Ехал в метро, в набитом людьми вагоне и
Все плохо, некрасиво одеты. Лица угрюмые, у многих злые. Не выспались, тащатся на работу с тоской. И грубые — пихаются, проталкиваясь к выходу; прут снаружи в вагон, работая локтями. Кто-то сюда, кто-то отсюда, а поезду наплевать кого он везет, и остановки носят имена разрушителей, как их называет антисоветский мастер советской литературы Рогачов: анархиста Кропоткина, массового убийцы Ленина, полоумного мечтателя Маркса… Вот на кого надо бы стукануть Сергею Сергеевичу, так это на отчима.
Мысль была, конечно, не всерьез, но пакостная, а мизантропическое философствование — копеечное, но от него стало чуть полегче: мир наполнен несчастными, во всяком случае не счастливыми людьми, так с чего ты воображал, будто проживешь свою жизнь как-то иначе? Есть такая песня: «Welcome to the real world, sucker»30, исполняется по просьбе Марка из Москвы.
Двери факультета открывались в восемь, поэтому от метро он плелся медленно, нога за ногу. План был забраться в какую-нибудь маленькую аудиторию, сжевать бутеры и, если получится, часок подрыхнуть на стульях, пока в коридорах не затопают будущие работники совпечати.
Все равно прибыл слишком рано, без пяти, подергал ручку — пока заперто. Марк торчал тут один такой, нетерпеливо тянущийся к свету знаний. Скоро появился второй — от ворот, съежившись от холода в своей тертой кожанке, перебирал длинными ногами Струцкий.
— О, Маркс! Бонжур! Ты-то чего так рано? Классный лапсердачок. За сколько прикупил?

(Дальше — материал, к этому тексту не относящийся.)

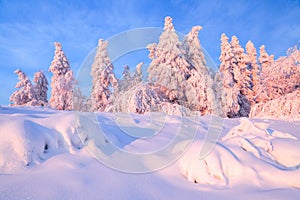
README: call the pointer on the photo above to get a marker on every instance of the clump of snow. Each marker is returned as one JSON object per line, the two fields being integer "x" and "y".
{"x": 29, "y": 138}
{"x": 248, "y": 152}
{"x": 253, "y": 157}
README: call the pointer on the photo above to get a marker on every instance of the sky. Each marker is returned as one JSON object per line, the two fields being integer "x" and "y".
{"x": 29, "y": 28}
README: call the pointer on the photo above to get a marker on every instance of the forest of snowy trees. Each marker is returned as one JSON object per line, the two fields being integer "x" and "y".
{"x": 248, "y": 83}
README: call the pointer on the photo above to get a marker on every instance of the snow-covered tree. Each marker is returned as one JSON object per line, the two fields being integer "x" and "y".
{"x": 25, "y": 92}
{"x": 103, "y": 79}
{"x": 169, "y": 67}
{"x": 235, "y": 78}
{"x": 265, "y": 61}
{"x": 199, "y": 92}
{"x": 40, "y": 89}
{"x": 282, "y": 76}
{"x": 62, "y": 82}
{"x": 255, "y": 71}
{"x": 138, "y": 75}
{"x": 285, "y": 107}
{"x": 229, "y": 91}
{"x": 126, "y": 79}
{"x": 243, "y": 72}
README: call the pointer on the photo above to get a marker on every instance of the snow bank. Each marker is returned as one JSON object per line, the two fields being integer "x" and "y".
{"x": 249, "y": 152}
{"x": 31, "y": 136}
{"x": 40, "y": 148}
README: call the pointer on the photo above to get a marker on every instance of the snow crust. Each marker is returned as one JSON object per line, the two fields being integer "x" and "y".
{"x": 42, "y": 157}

— Фазер из Бельгии привез, — ответил Марк. Само выскочило, на автомате. Еще вчера это казалось жутко важным — произвести впечатление: мой родитель ездит в капстраны. На первый вопрос отвечать не стал, сам спросил:
— А ты чего тут?
Фред покривился.
— Так понедельник же. Стенгазету выпускать. Я заголовки пишу.
Тон сконфуженный.
У факультетской аристократии отношение к «общественникам» было презрительное. Верней сказать — к мелкому «активу». Быть членом комитета комсомола или сотрудником «Вестника МГУ» — это одно, а ишачить комсоргом группы, членом оперотряда или «студкором» стенгазеты «Профак», «Прожектор факультета», считалось не комильфо. Таких называли СВР — по аналогии с зоной, где у «активистов» на бушлате пишут СВП, «Служба внутреннего порядка», в обиходе «сука выпросила половинку» (имеется в виду срока). СВР расшифровывалось: «сука выпросила распределение». У кого крепкий папаша, тем распределение выпрашивать незачем. А Фреду Струцкому общественная нагрузка пригодится.
Раньше Марк внутренне ощутил бы превосходство, отпустил бы какую-нибудь ироническую реплику типа: «С «лейкой» и с блокнотом, а то и с пулеметом первыми врывались в города?»
А сейчас подумал: «Нечего нос драть, ты в сто раз хуже. Привыкай передвигаться ползком».
И неожиданно для самого себя предложил:
— Хочешь помогу?
Фред ужасно удивился. И обрадовался.
Пошли на второй этаж, в редакционную, где на двух сдвинутых столах лежала склеенная, уже с отпечатанными на машинке статьями, но еще без половины заголовков стенгазета.